Apart for one person who said she was too sick to leave her home during the last presidential election and hadn’t registered absentee, the main theme of the New York Magazine responses was that Millennials who had not voted in the past and are choosing not to vote now are politically disaffected and feel uninspired by the candidates.

Despite the fact that Generation X, Millennials and Generation Z are the largest demographic of registered voters, Pew isn’t too optimistic about their voter turnout in the 2018 midterms. “If past turnout patterns hold – and taking into account that each generation has aged four years since 2014 – the data suggest that Gen Xers, Millennials and post-Millennials would not be a majority of voters in 2018,” Pew’s report stated. “More specifically, extending the historical trends forward, one would expect roughly 47 million of the votes cast in 2018 would come from these three younger generations (up from 36 million in 2014), compared with 55 million votes cast by Boomer and older voters.”

While Pew acknowledged that there are no guarantees that the past will repeat itself, it often does. So, moving forward, how do we engage these Millennials who are disaffected, unenthused, and admittedly lazy about voting?

What can we do differently? Perhaps if those of us Millennials who ARE firm believers in the importance of voting can continue to earnestly try to inflame the passions of our peers, we’ll get somewhere. But we’ll have to do it en masse.

Maybe we need to make voting easier. I’d suggest hooking it up to Facebook, but the Russians would have a field day with that.

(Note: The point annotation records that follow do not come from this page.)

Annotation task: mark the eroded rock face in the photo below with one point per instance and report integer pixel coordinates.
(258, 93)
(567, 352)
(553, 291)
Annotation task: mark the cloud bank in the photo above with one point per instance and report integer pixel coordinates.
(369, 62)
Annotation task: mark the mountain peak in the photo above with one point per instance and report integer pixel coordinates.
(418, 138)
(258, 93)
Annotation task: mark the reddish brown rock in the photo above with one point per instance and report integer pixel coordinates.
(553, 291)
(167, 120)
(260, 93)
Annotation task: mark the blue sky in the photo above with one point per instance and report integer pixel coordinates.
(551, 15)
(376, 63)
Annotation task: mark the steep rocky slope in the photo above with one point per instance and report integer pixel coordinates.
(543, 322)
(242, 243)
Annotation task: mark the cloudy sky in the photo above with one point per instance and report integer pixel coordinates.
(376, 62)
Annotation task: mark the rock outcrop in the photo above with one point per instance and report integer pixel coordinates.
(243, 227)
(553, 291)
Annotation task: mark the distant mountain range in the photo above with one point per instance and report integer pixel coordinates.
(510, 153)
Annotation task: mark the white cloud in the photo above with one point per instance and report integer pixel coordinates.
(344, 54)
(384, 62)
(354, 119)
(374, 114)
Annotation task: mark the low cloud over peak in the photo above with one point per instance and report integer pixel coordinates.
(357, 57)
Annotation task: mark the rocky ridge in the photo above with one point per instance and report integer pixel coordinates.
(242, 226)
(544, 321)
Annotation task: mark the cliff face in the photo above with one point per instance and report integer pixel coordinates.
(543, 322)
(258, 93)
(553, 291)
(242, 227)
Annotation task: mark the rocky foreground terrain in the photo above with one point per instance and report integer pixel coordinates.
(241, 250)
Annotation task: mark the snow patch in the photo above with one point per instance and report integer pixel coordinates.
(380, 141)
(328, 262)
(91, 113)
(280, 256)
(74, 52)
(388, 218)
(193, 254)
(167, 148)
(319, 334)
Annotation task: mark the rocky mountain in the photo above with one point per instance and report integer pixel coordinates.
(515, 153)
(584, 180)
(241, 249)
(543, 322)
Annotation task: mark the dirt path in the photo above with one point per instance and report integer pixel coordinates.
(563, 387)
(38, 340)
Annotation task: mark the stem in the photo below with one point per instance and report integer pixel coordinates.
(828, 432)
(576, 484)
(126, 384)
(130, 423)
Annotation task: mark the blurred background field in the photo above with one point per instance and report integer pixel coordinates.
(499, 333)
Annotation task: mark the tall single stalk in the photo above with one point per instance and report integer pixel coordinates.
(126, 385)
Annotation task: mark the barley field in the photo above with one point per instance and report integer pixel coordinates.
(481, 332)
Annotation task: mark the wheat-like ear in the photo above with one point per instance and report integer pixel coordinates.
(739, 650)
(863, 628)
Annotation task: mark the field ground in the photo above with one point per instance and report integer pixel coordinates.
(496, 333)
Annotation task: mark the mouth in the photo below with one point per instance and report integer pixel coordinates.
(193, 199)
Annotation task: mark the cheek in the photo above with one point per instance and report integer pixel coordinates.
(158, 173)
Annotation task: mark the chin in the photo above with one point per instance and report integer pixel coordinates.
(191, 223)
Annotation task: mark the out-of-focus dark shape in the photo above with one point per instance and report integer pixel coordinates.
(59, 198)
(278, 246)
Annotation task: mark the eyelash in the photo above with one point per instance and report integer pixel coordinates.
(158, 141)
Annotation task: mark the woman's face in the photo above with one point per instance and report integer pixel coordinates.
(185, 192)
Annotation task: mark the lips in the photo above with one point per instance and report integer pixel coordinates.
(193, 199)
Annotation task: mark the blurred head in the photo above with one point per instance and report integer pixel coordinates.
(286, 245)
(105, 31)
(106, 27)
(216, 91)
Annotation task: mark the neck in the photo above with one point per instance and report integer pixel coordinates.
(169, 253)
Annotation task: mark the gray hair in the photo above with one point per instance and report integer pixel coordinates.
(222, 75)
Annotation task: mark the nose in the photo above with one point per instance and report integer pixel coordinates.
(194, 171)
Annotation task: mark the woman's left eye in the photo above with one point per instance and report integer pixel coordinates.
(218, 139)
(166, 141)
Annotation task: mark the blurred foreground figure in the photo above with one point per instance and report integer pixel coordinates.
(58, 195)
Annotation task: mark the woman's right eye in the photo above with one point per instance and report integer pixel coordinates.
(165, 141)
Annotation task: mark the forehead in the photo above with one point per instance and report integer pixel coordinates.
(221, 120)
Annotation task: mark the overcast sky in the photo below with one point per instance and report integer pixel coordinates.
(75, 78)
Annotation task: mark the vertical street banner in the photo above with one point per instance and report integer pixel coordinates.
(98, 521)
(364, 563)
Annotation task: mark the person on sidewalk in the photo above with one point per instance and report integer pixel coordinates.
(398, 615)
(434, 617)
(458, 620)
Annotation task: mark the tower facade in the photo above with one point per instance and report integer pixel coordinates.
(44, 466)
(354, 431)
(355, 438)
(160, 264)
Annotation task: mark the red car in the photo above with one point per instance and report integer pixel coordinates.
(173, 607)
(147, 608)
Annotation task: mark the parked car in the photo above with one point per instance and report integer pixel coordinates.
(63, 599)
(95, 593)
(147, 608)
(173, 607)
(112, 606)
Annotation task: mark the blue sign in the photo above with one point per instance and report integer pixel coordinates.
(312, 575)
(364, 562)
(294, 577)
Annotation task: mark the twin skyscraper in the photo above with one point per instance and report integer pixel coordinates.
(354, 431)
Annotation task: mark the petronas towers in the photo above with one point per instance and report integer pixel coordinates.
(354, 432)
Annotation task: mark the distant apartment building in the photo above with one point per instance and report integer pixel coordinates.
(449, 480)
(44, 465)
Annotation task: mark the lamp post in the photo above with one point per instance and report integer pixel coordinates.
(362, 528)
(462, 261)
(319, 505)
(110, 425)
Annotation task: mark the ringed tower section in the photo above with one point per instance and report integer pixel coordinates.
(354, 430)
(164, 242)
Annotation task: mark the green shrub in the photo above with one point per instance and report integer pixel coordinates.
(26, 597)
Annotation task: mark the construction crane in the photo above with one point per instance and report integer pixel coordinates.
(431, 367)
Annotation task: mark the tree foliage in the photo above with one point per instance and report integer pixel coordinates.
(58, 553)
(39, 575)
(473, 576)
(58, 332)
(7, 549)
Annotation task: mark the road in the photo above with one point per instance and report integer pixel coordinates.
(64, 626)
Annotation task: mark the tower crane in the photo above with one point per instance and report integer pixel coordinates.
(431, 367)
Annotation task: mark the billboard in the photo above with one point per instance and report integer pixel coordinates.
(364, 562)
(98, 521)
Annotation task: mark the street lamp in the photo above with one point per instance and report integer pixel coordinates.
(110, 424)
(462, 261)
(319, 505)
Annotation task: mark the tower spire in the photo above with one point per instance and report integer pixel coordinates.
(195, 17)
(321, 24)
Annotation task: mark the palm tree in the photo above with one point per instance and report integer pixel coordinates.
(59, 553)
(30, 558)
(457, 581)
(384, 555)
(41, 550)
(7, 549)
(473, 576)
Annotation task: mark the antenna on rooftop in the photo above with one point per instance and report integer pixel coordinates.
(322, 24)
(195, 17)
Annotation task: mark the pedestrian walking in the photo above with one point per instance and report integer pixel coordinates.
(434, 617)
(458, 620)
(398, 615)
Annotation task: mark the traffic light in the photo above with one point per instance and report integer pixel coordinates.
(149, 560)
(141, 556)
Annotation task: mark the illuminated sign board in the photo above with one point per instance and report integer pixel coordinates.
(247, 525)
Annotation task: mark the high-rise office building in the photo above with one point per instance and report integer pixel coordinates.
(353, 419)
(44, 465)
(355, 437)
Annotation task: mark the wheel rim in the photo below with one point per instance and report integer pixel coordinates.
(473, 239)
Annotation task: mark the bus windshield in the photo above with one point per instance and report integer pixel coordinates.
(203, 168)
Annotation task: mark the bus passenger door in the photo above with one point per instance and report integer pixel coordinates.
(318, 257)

We could try to “Glam up the Midterms,” as comedian Billy Eichner and his other Hollywood elite friends have tried to do with a comic, star-studded online campaign that simultaneously makes fun of Millennials who desire to be like celebrities while using that desire to encourage them to vote.

We could yell at them, like angry old people who had to walk five miles in the snow to their polling locations (and to school, and everywhere in the perpetual winter of their pasts) when they were our age.

I guess if I knew the solution, both parties would be throwing money at me. I’d be rich.

At that dinner, I told my non-voting friend that I understood why he was disaffected, and why he was frustrated. But the only way to change that, I noted, was if a heck of a lot of nonvoting people just like him decide to do something about it.

And then we both shrugged, and changed the topic.